Those who thought the movement to increase transparency in government spending would be a flash in the pan have been proven wrong by a flurry of legislative and executive efforts in 2008, several of which were still ongoing at press time.
The movement kicked off in the wake of the Federal Funding Accountability and Transparency Act of 2006. In 2007, five states passed legislation mandating the creation of online databases for government expenditures, and Governors Matt Blunt (R) of Missouri and Mark Sanford (R) of South Carolina issued executive orders to that effect.
Four states–Louisiana, Mississippi, Utah, and Washington–have already passed and signed spending transparency legislation this year. In Georgia and Maryland, similar bills are awaiting the governor’s signature.
Governors, Other Officers Help
Governors Bobby Jindal (R) of Louisiana, Sarah Palin (R) of Alaska, and Jim Gibbons (R) of Nevada have taken executive action this year to make government finances more transparent, and several state constitutional officers have set out to do the same. In other states, transparency bills are moving through the legislative process.
“What we’re seeing here is a snowball effect with great benefits for the American taxpayer,” said Grover Norquist, president of Americans for Tax Reform. “States are beginning to look at their neighbors and are saying, ‘If they can do it, why can’t we?’ And localities are getting in on the action, too.”
Brooke Dollens Terry, education policy analyst at the Texas Public Policy Foundation, confirms this is happening in Texas, where more than 150 school districts have posted their check registers online.
“It seems to be catching on at the local level by word of mouth,” Terry said.
Slowed by Small Setbacks
Amid the flurry of good news for taxpayers, however, some state legislative proposals have been stymied.
In South Dakota, Gov. Mike Rounds (R) vetoed a spending transparency measure in March. Duane Sand, state director of Americans for Prosperity in South Dakota, questioned the governor’s motive.
“His reasoning for vetoing it is based on phony cost projections that really have no basis in reality,” Sand said. “The state of Alaska was able to put its spending on the Internet in the form of Excel spreadsheets in less than three weeks, utilizing employees and college interns. One must wonder what the real motivation is behind this veto. Is there something in the records of state spending that the taxpayers don’t deserve to see?”

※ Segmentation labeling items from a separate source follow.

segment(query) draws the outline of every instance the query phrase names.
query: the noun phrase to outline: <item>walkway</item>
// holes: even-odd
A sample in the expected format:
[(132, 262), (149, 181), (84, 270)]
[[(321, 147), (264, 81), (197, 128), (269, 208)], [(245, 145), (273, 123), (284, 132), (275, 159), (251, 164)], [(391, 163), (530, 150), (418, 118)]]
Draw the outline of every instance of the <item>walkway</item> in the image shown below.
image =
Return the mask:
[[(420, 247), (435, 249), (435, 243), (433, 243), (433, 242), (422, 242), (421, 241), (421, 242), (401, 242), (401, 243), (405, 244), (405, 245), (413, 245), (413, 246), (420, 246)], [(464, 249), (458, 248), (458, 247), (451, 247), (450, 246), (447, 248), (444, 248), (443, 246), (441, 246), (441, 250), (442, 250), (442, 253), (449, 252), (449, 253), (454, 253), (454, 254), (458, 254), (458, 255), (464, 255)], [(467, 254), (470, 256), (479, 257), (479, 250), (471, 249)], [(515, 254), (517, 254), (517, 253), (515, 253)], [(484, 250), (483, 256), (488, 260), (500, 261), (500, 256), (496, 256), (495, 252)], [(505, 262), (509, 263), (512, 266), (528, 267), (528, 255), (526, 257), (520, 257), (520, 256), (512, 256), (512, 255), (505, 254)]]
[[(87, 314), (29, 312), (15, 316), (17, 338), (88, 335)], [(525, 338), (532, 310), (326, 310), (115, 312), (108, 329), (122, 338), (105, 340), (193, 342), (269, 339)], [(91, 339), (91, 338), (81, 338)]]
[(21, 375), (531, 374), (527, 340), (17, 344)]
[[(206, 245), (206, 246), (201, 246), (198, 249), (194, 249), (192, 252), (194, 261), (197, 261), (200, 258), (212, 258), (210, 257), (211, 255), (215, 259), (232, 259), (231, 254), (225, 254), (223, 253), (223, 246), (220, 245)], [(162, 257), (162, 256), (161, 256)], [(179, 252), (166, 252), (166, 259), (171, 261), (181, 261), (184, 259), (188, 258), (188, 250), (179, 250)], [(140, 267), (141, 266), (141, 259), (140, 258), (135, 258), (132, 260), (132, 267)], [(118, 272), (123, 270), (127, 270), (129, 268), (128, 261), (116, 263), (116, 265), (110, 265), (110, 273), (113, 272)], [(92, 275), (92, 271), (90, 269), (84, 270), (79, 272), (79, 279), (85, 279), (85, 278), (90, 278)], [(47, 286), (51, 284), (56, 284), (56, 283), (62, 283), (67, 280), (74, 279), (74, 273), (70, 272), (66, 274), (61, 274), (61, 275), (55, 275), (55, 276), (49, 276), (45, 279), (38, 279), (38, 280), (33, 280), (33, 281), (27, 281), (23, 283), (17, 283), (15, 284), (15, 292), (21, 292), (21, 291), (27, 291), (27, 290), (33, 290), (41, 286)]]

In Florida, observers anticipated swift passage of comprehensive spending transparency legislation that would have included not only state government spending but also local government spending. But lawmakers could not find common ground before the legislature adjourned for the year.
Washington Provides Model
Lawmakers may find it increasingly difficult to resist the growing trend to make government finances more transparent. Washington State may provide a strategic model as states pursue efforts going forward.
Jason Mercier, director of the Center for Government Reform at the Washington Policy Center, outlined the secret to Washington’s success: “Engaging and educating stakeholders was critical to our successful effort in Washington.
“We held ongoing one-on-one meetings with elected officials and media to answer their questions and provided instant updates to the public on any progress or obstacles,” Mercier explained. “By keeping a bright light shining on the process each step of the way, lawmakers had no path to follow except the one leading to more transparency.”
The Washington Policy Center is one of many think tanks educating taxpayers about their states’ finances. Many of these organizations, among them the Mackinac Center for Public Policy in Michigan, are launching their own Web sites dedicated to this effort.
One goal of the Mackinac Center’s Web site is to persuade state agencies and local school districts to provide detailed reports of their expenditures. Another goal is to act as a general clearinghouse for all other Michigan government transparency resources.
In April, acting on a request from the Mackinac Center, the Michigan Department of State became the first state agency to provide detailed expenditure data on a quarterly basis.
“We expect this to become the minimum standard for all state agencies,” said Ken Braun, director of the Mackinac Center’s transparency project. “If a department diverse enough to both mint license plates and run elections can willingly provide this report, then it is reasonable for us to ask for–or even demand–that every other agency comply as well.”
Said Norquist, “The beauty of the spending transparency issue is that if you can’t get it through the legislature, you may be able to get the governor to post expenditures via executive order, or you find another ally in the administration who will do it for their own office. Slowly and steadily, you erode the basis for those who claim it can’t be done or it’s a bad idea. Transparency is just a way too powerful concept.”
Sandra Fabry ([email protected]) is a government affairs manager for Americans for Tax Reform. She is also the executive director of the Center for Fiscal Accountability, a new project of Americans for Tax Reform dedicated to promoting increased transparency in government spending and fiscal restraint.